Walking to School

The first couple of times I went to kindergarten my mom walked me there. It was a little less than a mile away, through a tough urban sort of neighborhood. After that I walked there by myself. When my younger siblings started school, we all walked together.

After we left the gritty neighborhood where I spent my first decade, I also walked to school. It was 2-3 miles away from our new house in our new neighborhood. For the first two years of high school I either took what is now called the MetroBus but was then called the Bi-State Transit Authority or I walked. It was about eight miles. Eight miles is a rather long walk but the bus pass cost $5 a week and when I walked I could save the money and buy books.

I just read the statistic that only 9% of kids these days walk to school. I don’t know whether to believe that or not but I can think of several reasons that might be including more people have cars, more school systems use buses than used to be the case, schools are farther way for most kids than they used to be, or parents are afraid of letting their children walk to school. I don’t know whether that fear is justified or not. For most people it couldn’t possibly be more dangerous than my walk to school was.

One big difference might be that my parents both walked to school through urban neighborhoods so they didn’t think anything of it. The suburbs can be corrupting.

5 comments… add one
  • Modulo Myself Link

    I stopped walking to school in 3rd grade. School was quarter of a mile away if you cut across a cemetery. But the road between my development and the village where the school was had no sidewalks and a 35 mph speed limit, meaning 45 was the norm. Walking was not an option on the road and the school really discouraged waves of kids trampling across a cemetery.

  • walt moffett Link

    In the 4th or 5th grade, my school walk including jumping a small stream (and scrapping of the mud before entering school). Earlier had about a 2 mile walk on city sidewalks with AAA traffic guards the blocks closest to school. My kids took the bus since at ten miles or so over country roads is mite far to walk.

    Lets not also forget the now universal fear of the guy with van offering free candy and puppies and in some metros the corner residents/vendors.

  • PD Shaw Link

    Illinois State law required schools to provide bus service if children had to walk more than 1 & 1/4 miles. If the student had to cross certain types of roads, the school is required to provide a crossing guard, the need for which was obviated if buses were provided. I say was because I believe the law was changed about 4-5 years ago when the State cut subsidies for the requirement. But that must have been the law going back 40 years. I’m not sure that is the current law, because the state decided to eliminate requirements when it cut subsidies.

  • PD Shaw Link

    I walked or biked to and from school, except when I had zero hour classes in high school and then I hitched a ride with my Dad. All of the schools I attended were within 1 & 1/4 miles, and in fact I think I figured out that the west campus of my high school (for freshmen and sophomores) and the east campus (for juniors and seniors) were exactly 1 & 1/4 miles in different directions. For awhile I walked to one campus and took the intra-school bus to get to the other. I will not mention her name, but at some point I was told to stop doing that, which I did for awhile.

  • Andy Link

    I always walked, rode my bike or (eventually) drove myself to school. Both elementary and middle school were easy walking distance – high school was a bit further at 3.5 miles – still an easy walk, but faster on a bike.
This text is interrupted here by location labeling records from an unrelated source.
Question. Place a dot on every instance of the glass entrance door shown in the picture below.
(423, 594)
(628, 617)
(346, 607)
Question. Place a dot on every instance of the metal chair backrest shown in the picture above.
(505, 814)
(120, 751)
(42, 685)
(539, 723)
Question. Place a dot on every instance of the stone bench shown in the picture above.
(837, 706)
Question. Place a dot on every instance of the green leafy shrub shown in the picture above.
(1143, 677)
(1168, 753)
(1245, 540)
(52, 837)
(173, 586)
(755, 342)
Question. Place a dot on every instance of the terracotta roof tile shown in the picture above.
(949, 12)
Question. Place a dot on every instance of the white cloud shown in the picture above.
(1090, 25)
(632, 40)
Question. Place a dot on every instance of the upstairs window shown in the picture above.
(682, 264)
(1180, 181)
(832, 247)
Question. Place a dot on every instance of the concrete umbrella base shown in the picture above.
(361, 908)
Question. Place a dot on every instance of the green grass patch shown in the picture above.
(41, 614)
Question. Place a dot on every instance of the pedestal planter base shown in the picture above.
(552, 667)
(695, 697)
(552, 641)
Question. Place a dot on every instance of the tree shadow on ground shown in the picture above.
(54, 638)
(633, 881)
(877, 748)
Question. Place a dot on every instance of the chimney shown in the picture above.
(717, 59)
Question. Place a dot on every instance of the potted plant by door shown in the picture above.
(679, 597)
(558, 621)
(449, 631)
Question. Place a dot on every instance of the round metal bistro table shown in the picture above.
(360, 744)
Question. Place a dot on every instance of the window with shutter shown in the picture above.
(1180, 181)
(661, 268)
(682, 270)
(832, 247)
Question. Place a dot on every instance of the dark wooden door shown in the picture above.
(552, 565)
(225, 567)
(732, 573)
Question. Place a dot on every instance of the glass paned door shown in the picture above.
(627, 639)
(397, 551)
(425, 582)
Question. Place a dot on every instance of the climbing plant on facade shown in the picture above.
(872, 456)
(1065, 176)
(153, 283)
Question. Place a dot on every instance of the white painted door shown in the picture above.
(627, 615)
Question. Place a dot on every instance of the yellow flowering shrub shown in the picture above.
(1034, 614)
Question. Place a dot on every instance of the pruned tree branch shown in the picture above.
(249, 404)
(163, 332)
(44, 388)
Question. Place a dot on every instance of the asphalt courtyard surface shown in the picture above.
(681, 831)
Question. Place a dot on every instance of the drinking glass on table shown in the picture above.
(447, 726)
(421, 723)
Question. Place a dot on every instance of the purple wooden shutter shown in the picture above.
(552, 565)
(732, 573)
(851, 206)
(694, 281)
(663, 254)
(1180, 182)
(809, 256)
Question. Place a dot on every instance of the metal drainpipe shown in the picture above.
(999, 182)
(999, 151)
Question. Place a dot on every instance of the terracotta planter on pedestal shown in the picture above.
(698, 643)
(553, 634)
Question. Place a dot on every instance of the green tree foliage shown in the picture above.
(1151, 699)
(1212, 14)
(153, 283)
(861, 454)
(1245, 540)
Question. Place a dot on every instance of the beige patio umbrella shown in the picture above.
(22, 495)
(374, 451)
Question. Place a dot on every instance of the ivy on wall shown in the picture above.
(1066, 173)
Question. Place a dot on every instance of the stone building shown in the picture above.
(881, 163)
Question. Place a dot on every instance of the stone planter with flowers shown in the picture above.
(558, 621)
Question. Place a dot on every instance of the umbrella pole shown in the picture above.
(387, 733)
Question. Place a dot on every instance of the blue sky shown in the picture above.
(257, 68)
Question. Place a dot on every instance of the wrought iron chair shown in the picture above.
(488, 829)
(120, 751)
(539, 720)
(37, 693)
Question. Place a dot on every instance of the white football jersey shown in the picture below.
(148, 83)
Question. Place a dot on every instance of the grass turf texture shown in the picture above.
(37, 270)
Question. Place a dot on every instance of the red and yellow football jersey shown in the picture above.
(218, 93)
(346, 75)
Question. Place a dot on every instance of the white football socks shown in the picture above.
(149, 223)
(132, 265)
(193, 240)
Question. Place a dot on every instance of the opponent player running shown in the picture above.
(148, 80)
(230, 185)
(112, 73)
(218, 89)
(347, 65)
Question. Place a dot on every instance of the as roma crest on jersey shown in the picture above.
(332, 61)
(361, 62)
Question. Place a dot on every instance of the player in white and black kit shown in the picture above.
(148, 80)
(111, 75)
    The parenting culture is different now due to a few factors:

    – Children seen out alone will generate calls to the cops and social services. The “Free Range Kids” movement is a reaction to this. Parents are not only afraid of predators (who always make the news), but also of busybodies who will get state agencies involved.

    – Modern neighborhoods aren’t pedestrian friendly and schools are larger and therefore more distant. So bussing is more common.

    – Working parents mean it’s usually easier to just drop the kid off on the way to work and then pick them up after at daycare or after-school activities. Back when I was an at-home Dad I would walk or bike with my kids to school and then meet them when school was over (this was up until my oldest was in 3rd grad). When I started working full-time again, dropping them off was logistically easier.

    – There’s also a cultural stigma to let kids be home without an adult and not just for safety reasons.